Me pongo en la piel del crítico por ser uno de los vértices más puntiagudos de un prisma complejo. Es facilísimo atacar su labor desde una posición pretendidamente lógica o científica, pero hace falta utilizar las herramientas adecuadas para calibrarla. Sin la sensibilidad necesaria, estaríamos matando mosquitos a cañonazos. Hay muchos otros oficios de la cultura susceptibles de sufrir violentos ataques de los escépticos. Entre los blancos favoritos de estos depredadores del prestigio ajeno están los directores de escena. Pero hay otros muchos cuya importancia no se comprende porque su labor es poco visible. Un solo ingrediente mal empleado puede arruinar la receta más sublime. En el caso de las artes escénicas, la necesidad de que cada miembro del equipo esté a la altura artística requerida es absoluta.
En una de mis primeras clases de orquesta escuché una máxima que me marcó, y que ha guiado mi formación como intérprete: “Al buen músico no se le nota cuando está.
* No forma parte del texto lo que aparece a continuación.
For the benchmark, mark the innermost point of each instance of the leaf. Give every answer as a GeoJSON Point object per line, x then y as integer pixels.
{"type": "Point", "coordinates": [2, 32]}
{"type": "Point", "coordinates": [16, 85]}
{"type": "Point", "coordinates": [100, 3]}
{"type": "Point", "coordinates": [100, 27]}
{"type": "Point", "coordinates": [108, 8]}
Se le echa de menos cuando no está”.
En realidad, esta idea se aplica igual al trabajo de un enfermero o un mecánico, por poner un ejemplo entre mil, pero la expongo aquí porque me ayuda a introducir otro trabajo difícil de apreciar: el de la directora musical1.
Es curioso, porque tiene toda la visibilidad (está en medio del escenario y delante de todos) y, sin embargo, parece invisible para muchos. De hecho, hay muchos grandes directores que predican que una buena labor del director le hace desaparecer de la vista. Otros, más místicos, dicen que se logra mimetizar con el sonido. “Se convierte en sonido”. He de confesar que la expresión me encanta. Hay quien sueña con volar y a todo el mundo le parece normal. ¿Por qué habría que defender el querer convertirse en sonido?
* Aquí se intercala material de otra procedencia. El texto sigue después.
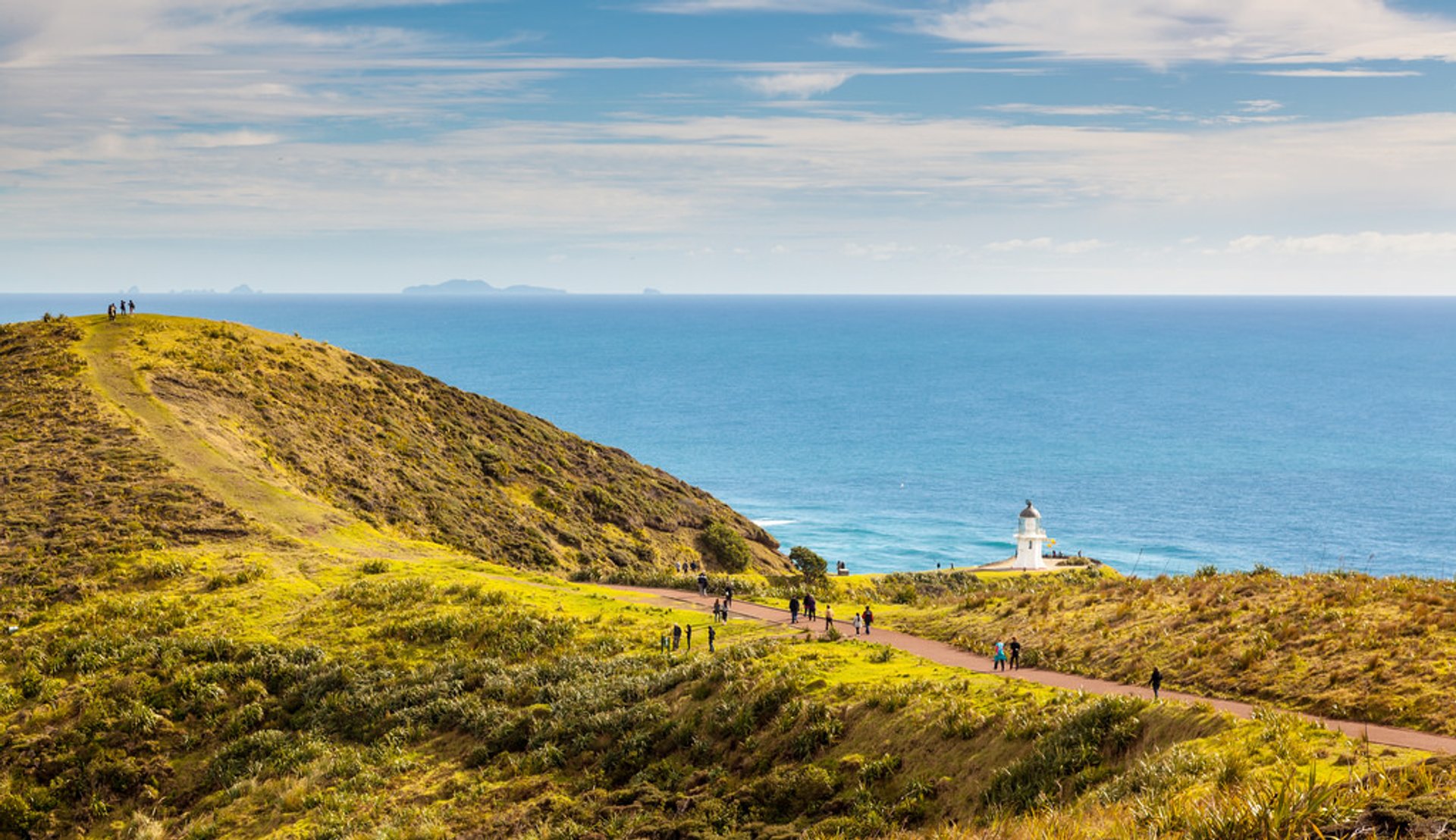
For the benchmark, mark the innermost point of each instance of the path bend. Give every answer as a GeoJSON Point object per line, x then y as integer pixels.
{"type": "Point", "coordinates": [954, 657]}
Como pueden imaginar, la figura da para que los más escépticos se ceben con ella, y para que los más místicos construyan en el aire su propio Valhalla. Como no soy muy dado al término medio, me quedo con los místicos, pero prometo seguir haciendo incursiones en el tema para mirar por los rincones y explorar aspectos que interesen a unos y otros. Si les interesa, son más que bienvenidos. Eso sí, recuerden que vamos a encontrar pocas verdades, y seguramente ninguna sea contrastable.
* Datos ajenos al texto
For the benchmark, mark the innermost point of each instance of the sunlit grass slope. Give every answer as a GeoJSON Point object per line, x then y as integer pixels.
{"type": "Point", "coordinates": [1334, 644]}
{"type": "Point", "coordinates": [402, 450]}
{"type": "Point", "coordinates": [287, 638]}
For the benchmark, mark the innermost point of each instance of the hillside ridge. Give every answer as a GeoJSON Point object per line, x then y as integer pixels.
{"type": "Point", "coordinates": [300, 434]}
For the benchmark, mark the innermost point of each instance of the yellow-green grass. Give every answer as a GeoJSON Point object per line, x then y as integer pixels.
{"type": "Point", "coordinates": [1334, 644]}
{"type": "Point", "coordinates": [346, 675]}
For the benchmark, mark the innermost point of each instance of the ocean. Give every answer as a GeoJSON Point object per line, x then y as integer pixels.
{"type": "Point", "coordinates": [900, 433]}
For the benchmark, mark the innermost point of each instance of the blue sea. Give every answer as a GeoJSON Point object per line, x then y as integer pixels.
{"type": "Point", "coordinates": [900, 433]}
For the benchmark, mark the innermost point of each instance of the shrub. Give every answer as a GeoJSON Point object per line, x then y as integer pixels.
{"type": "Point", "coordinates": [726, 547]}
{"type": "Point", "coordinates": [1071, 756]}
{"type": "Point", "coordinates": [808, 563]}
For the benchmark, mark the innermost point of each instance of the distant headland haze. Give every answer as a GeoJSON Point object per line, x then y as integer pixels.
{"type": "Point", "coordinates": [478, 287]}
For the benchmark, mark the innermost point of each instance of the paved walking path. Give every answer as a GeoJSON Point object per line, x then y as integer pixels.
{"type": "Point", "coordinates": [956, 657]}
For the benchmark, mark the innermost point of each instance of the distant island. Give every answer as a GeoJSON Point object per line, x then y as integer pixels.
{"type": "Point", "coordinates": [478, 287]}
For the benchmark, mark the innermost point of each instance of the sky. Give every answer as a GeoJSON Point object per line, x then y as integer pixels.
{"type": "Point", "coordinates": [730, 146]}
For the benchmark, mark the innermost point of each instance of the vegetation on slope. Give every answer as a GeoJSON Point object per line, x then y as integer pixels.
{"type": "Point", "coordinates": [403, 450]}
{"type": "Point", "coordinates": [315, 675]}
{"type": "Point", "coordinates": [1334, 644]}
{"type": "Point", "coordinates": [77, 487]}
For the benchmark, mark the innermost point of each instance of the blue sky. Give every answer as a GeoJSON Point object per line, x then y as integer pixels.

Les dejo un pequeño fragmento de El gatopardo que he encontrado en otro rincón este verano, y que anuncia lo que seguramente encontremos por el camino en otra incursión:
“…¿qué haría el Senado de mí, de un legislador inexperto que carece de la facultad de engañarse a sí mismo, este requisito esencial en quien quiere guiar a los demás?…”

1. Valga este guiño al lenguaje inclusivo como muestra de mi respeto por el mismo. No sé en qué quedará el asunto en diez o cien años. Espero que encontremos una solución satisfactoria entre todos. Se hace lengua al escribir, si me permiten pisar otro charco, y no quiero dejar de mojarme los calcetines. No obstante, elijo el ritmo del texto como parámetro principal a la hora de redactar, a sabiendas de que dejo otros santos sin vestir. Espero que me comprendan.